Mail

An honest post-mortem of a quantitative failure: a +36% in a small sample, beaten back toward zero by t-statistics and the law of large numbers; and why much of homogeneous competition works the same way.

Prelude: A Place That Looks Like Easy Money

On Polymarket there's a type of market called "Bitcoin Up or Down," one round every 5 minutes: bet whether BTC will be up or down at the end of those 5 minutes compared to the open. Buy Up if it's rising, Down if it's falling; at settlement, winning contracts pay out $1 each, losers go to zero.

It looks tailor-made for "running a strategy": high frequency, extremely simple rules, and a public order book. My intuition was straightforward—if BTC has already moved clearly in one direction during the current 5 minutes, is the win rate higher if I bet in that same direction? That's momentum continuation.

So I spent two days writing scripts, running backtests, going live with real money, deploying to a cloud server, setting up monitoring and alerts. This article isn't a tutorial on how to make money—quite the opposite. It's a record of how I talked myself into "there's money to be made here," and how the math woke me up step by step.

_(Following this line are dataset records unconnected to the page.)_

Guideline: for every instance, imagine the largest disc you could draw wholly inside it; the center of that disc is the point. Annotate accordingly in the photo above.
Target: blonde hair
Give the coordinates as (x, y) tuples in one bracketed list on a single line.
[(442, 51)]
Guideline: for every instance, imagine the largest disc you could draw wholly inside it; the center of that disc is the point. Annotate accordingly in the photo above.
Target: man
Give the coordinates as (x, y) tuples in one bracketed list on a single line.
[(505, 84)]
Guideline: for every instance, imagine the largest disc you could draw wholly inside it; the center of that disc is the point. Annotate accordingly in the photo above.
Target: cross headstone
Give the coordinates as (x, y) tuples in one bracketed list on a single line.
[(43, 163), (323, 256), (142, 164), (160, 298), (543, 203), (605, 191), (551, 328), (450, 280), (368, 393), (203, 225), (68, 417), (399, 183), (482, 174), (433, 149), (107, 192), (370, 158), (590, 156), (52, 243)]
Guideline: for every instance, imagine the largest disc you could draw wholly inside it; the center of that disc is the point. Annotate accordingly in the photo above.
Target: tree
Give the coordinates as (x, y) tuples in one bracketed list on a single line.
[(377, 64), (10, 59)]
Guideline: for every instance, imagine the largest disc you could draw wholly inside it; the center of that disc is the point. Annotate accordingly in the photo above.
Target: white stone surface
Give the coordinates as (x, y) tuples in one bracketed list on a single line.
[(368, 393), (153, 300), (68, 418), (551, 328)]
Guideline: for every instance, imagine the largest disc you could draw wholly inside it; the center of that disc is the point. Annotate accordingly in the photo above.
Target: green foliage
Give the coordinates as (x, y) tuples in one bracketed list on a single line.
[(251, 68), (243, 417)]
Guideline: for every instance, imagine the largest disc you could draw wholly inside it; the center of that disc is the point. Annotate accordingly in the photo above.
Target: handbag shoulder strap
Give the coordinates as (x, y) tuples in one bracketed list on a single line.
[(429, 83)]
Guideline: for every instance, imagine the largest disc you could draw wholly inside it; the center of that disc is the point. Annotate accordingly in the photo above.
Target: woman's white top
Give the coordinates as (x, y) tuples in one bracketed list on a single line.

If you only want the conclusion: this technical-momentum-plus-trend-following approach converges to zero the more you trade; after fees and slippage, it's more likely to go negative. This is what an efficient market normally looks like, not bad luck on my part.

The Sweet Trap: +36% in a Small Sample

I quickly found a "sweet spot" that made my heart race. When all of these conditions held at once:

BTC's move in the current 5 minutes is between $30–$40 (momentum strong enough, but not extreme)
Entry ask price < 0.65 (decent odds, not too expensive)
Follow the 24-hour trend direction (Up in an uptrend, Down in a downtrend)

The backtest looked too good to be true:

Segment	Samples	Win Rate	ROI
move 30–40 & ask<0.65 & trend-follow	66 trades	79%	+36%

A 79% win rate, earning thirty-six cents on the dollar per cycle. My reaction, like most people's, was: "I found it."

Anyone who's done quant work should hear an alarm at this point: is 66 trades enough? Is that +36% real edge, or luck?

I Need a Referee: What t Is and Why t

To answer "is this luck," win rate and total profit don't qualify as referees:

Total profit alone: a lucky streak of wins can make total profit look great, and fool you.
Win rate alone: 79% sounds high, but if the payoff is terrible (e.g., you win a little each time but lose everything on a loss), high win rate can still lose money.

I need a metric that simultaneously accounts for "how much earned, how much variance, how many trades." That's the t-statistic.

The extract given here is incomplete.